Uno de los puntos más hermosos de la evangelización es hacernos cargo de que la misión confiada a la Iglesia no reside sólo en la proclamación del Evangelio, sino también en aprender a creerle al Evangelio. Cuantos hay que proclaman, proclamamos, a veces, en momentos de tentación, el Evangelio y no le creemos al Evangelio. Aprender a creerle al Evangelio, a dejarse tomar y transformar por él. Consiste en vivir y en caminar a la luz de la Palabra que tenemos que proclamar. Nos hará bien recordar al gran Pablo VI: «Evangelizadora, la Iglesia comienza por evangelizarse a sí misma. Comunidad de creyentes, comunidad de esperanza vivida y comunicada, comunidad de amor fraterno, tiene necesidad de escuchar sin cesar lo que debe creer, las razones para esperar, el mandamiento nuevo del amor» (Exhort. ap. Evangelii nuntiandi, 15). Así la Iglesia entra en la dinámica discipular de conversión-anuncio, purificada por su Señor, se transforma en testigo por vocación. Una Iglesia en camino, sin miedo a bajar a la calle y confrontarse con la vida misma de las personas que le fueron confiadas, es capaz de abrirse humildemente al Señor y con el Señor vivir el asombro, el estupor, de la aventura misionera, sin esa necesidad consciente o inconsciente de querer aparecer ella en primer lugar, ocupando o pretendiendo vaya a saber qué lugar de preeminencia. ¡Cuánto debemos aprender de ustedes, que en tantos de vuestros países o regiones son minorías, y a veces minorías ignoradas, obstaculizadas o perseguidas, y no por eso se dejan llevar o contaminar por el síndrome de inferioridad o la queja de no sentirse reconocidos! Van adelante, anuncian, siembran, rezan y esperan. Y no pierden la alegría.

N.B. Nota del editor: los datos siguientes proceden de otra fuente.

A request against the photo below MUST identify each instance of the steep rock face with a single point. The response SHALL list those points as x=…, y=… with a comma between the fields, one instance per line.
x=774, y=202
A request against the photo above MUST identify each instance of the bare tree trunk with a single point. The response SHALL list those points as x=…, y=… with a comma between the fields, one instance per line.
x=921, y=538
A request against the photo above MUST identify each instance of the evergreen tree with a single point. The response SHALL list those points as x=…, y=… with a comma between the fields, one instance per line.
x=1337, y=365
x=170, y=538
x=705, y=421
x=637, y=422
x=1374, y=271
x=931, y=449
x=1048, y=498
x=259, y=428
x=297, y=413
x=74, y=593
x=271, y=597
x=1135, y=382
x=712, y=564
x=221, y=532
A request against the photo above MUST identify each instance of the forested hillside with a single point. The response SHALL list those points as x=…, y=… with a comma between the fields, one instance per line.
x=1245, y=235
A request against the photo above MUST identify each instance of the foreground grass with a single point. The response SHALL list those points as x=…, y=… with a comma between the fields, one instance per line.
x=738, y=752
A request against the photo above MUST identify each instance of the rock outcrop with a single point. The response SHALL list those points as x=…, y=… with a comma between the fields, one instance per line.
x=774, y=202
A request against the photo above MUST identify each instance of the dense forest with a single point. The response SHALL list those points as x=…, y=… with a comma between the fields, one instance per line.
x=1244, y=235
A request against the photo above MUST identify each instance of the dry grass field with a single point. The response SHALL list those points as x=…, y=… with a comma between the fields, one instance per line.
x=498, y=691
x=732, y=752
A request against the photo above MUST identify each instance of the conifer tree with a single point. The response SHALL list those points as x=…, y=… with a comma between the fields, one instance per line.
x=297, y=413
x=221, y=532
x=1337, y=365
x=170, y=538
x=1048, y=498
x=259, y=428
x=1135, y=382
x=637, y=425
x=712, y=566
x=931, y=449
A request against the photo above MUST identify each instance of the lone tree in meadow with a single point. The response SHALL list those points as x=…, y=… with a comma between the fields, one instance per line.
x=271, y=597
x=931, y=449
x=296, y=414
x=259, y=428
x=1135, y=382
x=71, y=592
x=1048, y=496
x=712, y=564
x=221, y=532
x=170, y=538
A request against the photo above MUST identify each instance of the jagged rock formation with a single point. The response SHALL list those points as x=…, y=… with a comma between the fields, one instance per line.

Hermanos: «Unidos a Jesús, busquemos lo que Él busca, amemos lo que Él ama» (Exhort. ap. Evangelii gaudium, 267), y no tengamos miedo de hacer de sus prioridades nuestras prioridades. Ustedes saben muy bien lo que es una Iglesia pequeña en personas y en recursos, pero ardiente y con ganas de ser instrumento vivo del compromiso del Señor con todas las personas de vuestros pueblos y ciudades (cf. Conc. Vat. II, Const. dogm. Lumen gentium, 1). Vuestro compromiso por llevar adelante esa fecundidad evangélica anunciando el kerygma con obras y con palabras en los diferentes ámbitos donde los cristianos se encuentran, es un testimonio contundente.
Una Iglesia misionera sabe que su mejor palabra es dejarse transformar por la Palabra que da Vida, haciendo del servicio su nota definitiva. No somos nosotros quienes disponemos de la misión, y menos nuestras estrategias. Es el Espíritu el verdadero protagonista que a nosotros, pecadores perdonados, nos impulsa y nos envía continuamente a compartir este tesoro en vasijas de barro (cf. 2 Co 4,7); transformados por el Espíritu para transformar cada rincón donde nos toque estar. El martirio de la entrega cotidiana y tantas veces silenciosa dará los frutos que vuestros pueblos necesitan.
Esta realidad nos impulsa a desarrollar una espiritualidad muy particular. El pastor es una persona que, en primer lugar, ama entrañablemente a su pueblo, conoce su idiosincrasia, conoce sus debilidades y fortalezas. La misión es ciertamente amor por Jesucristo, pero al mismo tiempo es una pasión por su pueblo. Cuando nos detenemos ante Jesús crucificado, reconocemos todo ese amor que nos devuelve la dignidad y nos sostiene, y precisamente allí mismo, si no somos ciegos, empezamos a percibir que esa mirada de Jesús se amplía y se dirige llena de cariño y de ardor hacia todo su pueblo (cf. Exhort. ap. Evangelii gaudium, 268).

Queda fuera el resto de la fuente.